Just before we start-- that Christina Rosetti quote was exactly what I was on about last two weeks. It's not so obscure that the audience will feel intimidated by it, but it's out of the mainstream enough that the bookish kids can feel a bit proud for recognising it, and hopefully some of the less bookish ones will go out and look it up.
This week (and probably next week and the week after) is going to be more of a work in progress than usual as the end of term/start of conference season workload catches up with me; check back as I find time to update and edit.
The End of the World: The future is into slightly misunderstood 20th-century kitsch as entertainment; use of pop song/video as atmosphere-building.
The Unquiet Dead: Alien invader that goes in for possession.
The Impossible Planet/The Satan Pit: Small crew, with a member who seems normal in some ways but is actually possessed and speaking with someone else's voice. The mechanic who dies is a trainee on their first trip.
Love and Monsters: A small group of people, initially trusting the Doctor, then turning on him because of the actions of another non-human.
Fear Her: The driver and mechanic as analogues for the nice council blokes. Alien "invader" who isn't actually invading, just doing its thing.
Gridlock: People trapped by transport media.
42: See TIP/TSP above, and add the possessed crewmember going in for repetition.
Voyage of the Damned: RTD does love his disaster movies, doesn't he?
Catchphrasewatch: "Allons-y," "Molto Bene", "No, don't do that," and another explanation that Donna's just a friend really.
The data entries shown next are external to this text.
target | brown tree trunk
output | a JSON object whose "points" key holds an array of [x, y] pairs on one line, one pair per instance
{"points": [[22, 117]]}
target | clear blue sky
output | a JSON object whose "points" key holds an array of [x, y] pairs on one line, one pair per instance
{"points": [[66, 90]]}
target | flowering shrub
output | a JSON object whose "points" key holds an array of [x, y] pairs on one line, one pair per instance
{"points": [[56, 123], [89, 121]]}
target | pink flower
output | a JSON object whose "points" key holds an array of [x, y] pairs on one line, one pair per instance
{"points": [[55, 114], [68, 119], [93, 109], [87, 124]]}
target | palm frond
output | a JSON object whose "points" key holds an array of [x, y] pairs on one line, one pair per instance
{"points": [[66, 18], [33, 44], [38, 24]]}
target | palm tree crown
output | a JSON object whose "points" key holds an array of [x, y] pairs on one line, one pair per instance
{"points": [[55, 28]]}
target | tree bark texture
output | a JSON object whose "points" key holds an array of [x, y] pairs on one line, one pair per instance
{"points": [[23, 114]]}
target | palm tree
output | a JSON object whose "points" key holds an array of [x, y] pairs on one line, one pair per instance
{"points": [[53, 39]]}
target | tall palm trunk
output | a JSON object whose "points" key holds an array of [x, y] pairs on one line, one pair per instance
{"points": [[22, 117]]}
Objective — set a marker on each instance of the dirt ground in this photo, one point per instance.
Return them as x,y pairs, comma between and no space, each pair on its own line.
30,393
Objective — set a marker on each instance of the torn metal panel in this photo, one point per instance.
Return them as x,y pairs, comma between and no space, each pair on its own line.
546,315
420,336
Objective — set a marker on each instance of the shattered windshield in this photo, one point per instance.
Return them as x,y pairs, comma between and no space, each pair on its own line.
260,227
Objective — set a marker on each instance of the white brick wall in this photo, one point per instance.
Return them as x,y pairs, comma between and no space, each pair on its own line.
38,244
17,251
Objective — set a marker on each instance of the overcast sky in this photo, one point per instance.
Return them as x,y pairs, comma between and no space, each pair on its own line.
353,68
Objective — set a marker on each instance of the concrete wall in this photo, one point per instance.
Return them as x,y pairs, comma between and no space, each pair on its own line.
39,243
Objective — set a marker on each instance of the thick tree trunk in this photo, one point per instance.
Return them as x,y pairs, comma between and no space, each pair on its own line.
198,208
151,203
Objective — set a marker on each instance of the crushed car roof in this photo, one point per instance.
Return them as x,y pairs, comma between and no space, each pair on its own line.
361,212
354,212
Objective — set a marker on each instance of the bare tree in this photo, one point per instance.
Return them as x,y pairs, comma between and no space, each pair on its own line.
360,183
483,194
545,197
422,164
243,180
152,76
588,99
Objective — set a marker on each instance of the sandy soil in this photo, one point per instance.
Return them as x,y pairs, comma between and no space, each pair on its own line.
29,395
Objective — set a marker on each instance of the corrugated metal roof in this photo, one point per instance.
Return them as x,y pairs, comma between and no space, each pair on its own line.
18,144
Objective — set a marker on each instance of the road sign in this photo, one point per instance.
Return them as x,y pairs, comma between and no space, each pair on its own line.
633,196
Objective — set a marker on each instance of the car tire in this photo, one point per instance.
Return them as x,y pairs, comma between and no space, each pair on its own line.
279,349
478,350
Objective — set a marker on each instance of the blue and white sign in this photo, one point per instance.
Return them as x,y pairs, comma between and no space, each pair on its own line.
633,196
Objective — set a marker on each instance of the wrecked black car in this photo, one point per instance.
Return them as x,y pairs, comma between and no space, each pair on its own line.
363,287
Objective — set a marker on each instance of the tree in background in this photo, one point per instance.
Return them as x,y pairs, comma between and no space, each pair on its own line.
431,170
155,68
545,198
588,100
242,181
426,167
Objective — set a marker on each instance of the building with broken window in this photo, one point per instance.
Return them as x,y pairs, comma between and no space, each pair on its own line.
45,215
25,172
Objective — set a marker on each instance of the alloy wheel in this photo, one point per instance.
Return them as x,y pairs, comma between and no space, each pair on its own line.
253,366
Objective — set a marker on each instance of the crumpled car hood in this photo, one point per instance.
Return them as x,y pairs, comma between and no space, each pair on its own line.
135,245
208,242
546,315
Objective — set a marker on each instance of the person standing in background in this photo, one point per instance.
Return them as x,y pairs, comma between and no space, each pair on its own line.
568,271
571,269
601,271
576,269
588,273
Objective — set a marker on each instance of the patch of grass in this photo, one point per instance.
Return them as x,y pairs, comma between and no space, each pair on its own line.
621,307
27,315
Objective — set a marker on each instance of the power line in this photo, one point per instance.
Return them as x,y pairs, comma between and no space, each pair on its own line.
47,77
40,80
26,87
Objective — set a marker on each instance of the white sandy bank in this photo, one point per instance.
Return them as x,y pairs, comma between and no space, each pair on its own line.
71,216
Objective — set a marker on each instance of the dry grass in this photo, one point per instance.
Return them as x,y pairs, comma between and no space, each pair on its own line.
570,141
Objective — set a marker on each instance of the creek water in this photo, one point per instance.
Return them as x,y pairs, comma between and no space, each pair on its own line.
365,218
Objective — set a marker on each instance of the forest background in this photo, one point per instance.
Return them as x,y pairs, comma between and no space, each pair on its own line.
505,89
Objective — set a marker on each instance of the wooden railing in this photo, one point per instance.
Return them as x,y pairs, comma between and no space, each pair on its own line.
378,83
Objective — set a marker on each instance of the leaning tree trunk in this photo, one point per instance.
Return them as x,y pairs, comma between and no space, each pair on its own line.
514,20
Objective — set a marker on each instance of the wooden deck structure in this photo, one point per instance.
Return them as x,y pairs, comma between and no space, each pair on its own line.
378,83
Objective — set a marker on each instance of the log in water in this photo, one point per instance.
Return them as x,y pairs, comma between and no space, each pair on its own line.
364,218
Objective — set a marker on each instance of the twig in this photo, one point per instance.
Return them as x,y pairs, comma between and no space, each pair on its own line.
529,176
Old Skool Who: "The Green Death," "Planet of the Spiders" and associated Pertwee-era stories (Doctor extolls virtues of paradise planet which turns out to contain some hostile lifeforms); "The Deadly Assassin" (companionless story). "The Horror of Fang Rock" (alien starts taking over members of small ensemble cast trapped in a perilous location, causing them to fight amongst themselves), though you could make a similar case for "The Image of the Fendahl," "Shakedown," etc. "Kinda" (possessed person who alternates between odd, animal-like movements and a kind of powerful sensual manner).
Everywhere else: Any disaster movie featuring a small group of slightly stereotypical individuals trapped in a small but imperilled environment, and/or any movie in which a mysterious entity possesses a vulnerable woman and wreaks havoc, and/or any of the recent spate of movies about emo teens whose parents don't get them (e.g. "Napoleon Dynamite"). Labyrinth ("Jared"). Poltergeist (the alien's ability to affect the electrical systems).
I've recently been reminded that David Troughton played Bob Buzzard in A Very Peculiar Practice. Skinny, championship-squash-playing, Olympic-swimming, full-head-of-hair Bob Buzzard. My word, hasn't he changed?